Aurora is an optimizer for non-square matrices that achieves more effective utilization of MLP neurons. Instead of polar(G), which inherits non-uniform left-singular row norms, Aurora iteratively approximates a projection onto the intersection of the row oblique and Steifel manifolds, giving more balanced updates without sacrificing polar factor precision. For square matrices Aurora reduces to the standard Muon update.

See the blog for more information: https://blog.tilderesearch.com/blog/aurora

And Twitter at: https://x.com/tilderesearch/status/2052798181558370419

src/
├── main.py               # Entry point: training loop and CLI
├── polar.py              # Polar factor via simple-quintic Newton-Schulz
├── aurora.py             # Aurora update rule
└── riemannian_aurora.py  # Riemannian Aurora: Riemannian gradient ascent on the balanced Stiefel manifold

from aurora import aurora

# Inside the training loop, for each weight tensor W with gradient G
# and a caller-managed momentum buffer m (zeros at init):
aurora(W, G, m, eta=lr, weight_decay=0.025)
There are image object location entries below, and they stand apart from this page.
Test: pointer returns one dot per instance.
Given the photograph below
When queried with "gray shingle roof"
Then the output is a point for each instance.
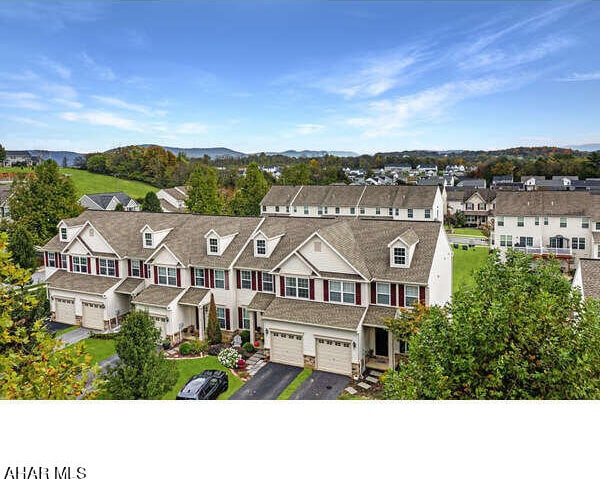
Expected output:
(319, 314)
(157, 295)
(78, 282)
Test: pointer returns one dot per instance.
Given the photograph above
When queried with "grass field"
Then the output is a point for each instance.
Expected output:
(188, 367)
(465, 263)
(86, 182)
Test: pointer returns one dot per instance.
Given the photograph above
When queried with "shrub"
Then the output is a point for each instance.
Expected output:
(185, 349)
(245, 335)
(229, 357)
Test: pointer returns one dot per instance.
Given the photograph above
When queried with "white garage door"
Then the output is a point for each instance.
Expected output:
(287, 348)
(334, 356)
(65, 310)
(93, 315)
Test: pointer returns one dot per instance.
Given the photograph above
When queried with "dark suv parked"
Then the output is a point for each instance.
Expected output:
(207, 385)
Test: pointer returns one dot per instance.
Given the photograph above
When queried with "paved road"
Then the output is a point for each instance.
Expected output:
(321, 385)
(268, 382)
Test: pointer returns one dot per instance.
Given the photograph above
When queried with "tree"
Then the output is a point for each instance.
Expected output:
(39, 201)
(203, 192)
(251, 190)
(151, 203)
(213, 328)
(31, 366)
(521, 332)
(21, 247)
(142, 371)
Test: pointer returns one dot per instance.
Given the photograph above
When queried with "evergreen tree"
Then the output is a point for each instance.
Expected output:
(203, 192)
(142, 371)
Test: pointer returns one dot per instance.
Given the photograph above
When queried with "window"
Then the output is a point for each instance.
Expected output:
(411, 295)
(167, 276)
(199, 277)
(106, 267)
(136, 268)
(219, 278)
(296, 287)
(383, 293)
(261, 247)
(221, 316)
(246, 279)
(80, 264)
(341, 292)
(400, 256)
(585, 223)
(213, 245)
(268, 282)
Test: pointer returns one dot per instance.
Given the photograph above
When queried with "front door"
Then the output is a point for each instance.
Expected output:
(381, 342)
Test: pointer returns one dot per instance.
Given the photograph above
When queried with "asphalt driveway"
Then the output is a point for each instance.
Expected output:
(321, 385)
(268, 382)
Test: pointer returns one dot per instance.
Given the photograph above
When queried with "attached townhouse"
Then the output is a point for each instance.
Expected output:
(565, 224)
(315, 290)
(414, 203)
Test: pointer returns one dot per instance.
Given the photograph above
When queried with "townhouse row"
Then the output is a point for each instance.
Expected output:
(316, 290)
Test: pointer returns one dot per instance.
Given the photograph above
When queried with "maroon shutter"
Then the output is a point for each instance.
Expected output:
(401, 301)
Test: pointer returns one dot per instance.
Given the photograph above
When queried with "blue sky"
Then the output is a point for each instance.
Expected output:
(269, 76)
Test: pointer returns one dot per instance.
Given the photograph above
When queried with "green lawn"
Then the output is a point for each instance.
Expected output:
(188, 367)
(86, 182)
(465, 263)
(295, 384)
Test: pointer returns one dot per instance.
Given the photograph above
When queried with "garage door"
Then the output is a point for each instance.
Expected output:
(93, 315)
(334, 356)
(287, 348)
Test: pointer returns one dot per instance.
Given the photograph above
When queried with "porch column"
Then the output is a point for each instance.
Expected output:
(391, 351)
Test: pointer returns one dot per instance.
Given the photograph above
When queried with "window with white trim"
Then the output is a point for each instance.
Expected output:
(167, 276)
(341, 292)
(106, 267)
(246, 279)
(411, 295)
(383, 293)
(296, 287)
(220, 278)
(80, 264)
(268, 282)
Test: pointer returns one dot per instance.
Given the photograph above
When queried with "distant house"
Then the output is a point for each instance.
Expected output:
(108, 201)
(172, 200)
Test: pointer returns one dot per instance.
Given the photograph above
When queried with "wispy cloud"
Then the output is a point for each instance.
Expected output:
(576, 77)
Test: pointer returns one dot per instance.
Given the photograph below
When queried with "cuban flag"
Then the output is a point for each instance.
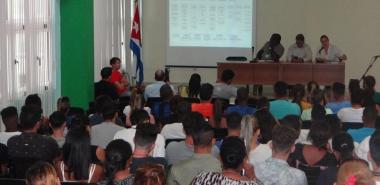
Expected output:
(135, 44)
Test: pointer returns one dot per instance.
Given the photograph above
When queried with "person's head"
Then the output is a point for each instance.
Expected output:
(118, 158)
(227, 76)
(159, 75)
(150, 174)
(300, 40)
(105, 73)
(319, 134)
(249, 128)
(233, 153)
(343, 146)
(30, 117)
(325, 42)
(355, 172)
(338, 90)
(205, 92)
(283, 140)
(145, 137)
(280, 89)
(9, 116)
(202, 135)
(115, 63)
(194, 85)
(42, 173)
(234, 121)
(57, 120)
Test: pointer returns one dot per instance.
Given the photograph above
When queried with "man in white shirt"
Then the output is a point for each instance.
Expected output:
(300, 51)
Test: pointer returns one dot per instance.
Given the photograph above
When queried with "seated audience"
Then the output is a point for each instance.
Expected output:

• pp_iterations (default 2): number of update refinement iterations. Higher values refine the update toward the row-uniform fixed point at the cost of one extra polar call per parameter per iteration.
• pp_beta (default 0.5): damping exponent for the row normalization step, in (0, 1]. Default 0.5 gives undamped square-root steps; lower values damp oscillation between odd/even D iterates.
• mu (default 0.95), nesterov (default True), weight_decay (default 0.025): standard Muon / SGD-momentum hyperparameters.

polar.py uses simple-quintic 12-iteration Newton-Schulz with coefficients. Aurora's full aurora() step follows: Nesterov momentum → leverage-uniform polar → spectral aspect-ratio scale → decoupled weight decay. Different Newton-Schultz iterations can be added as a drop-in replacement to our polar function.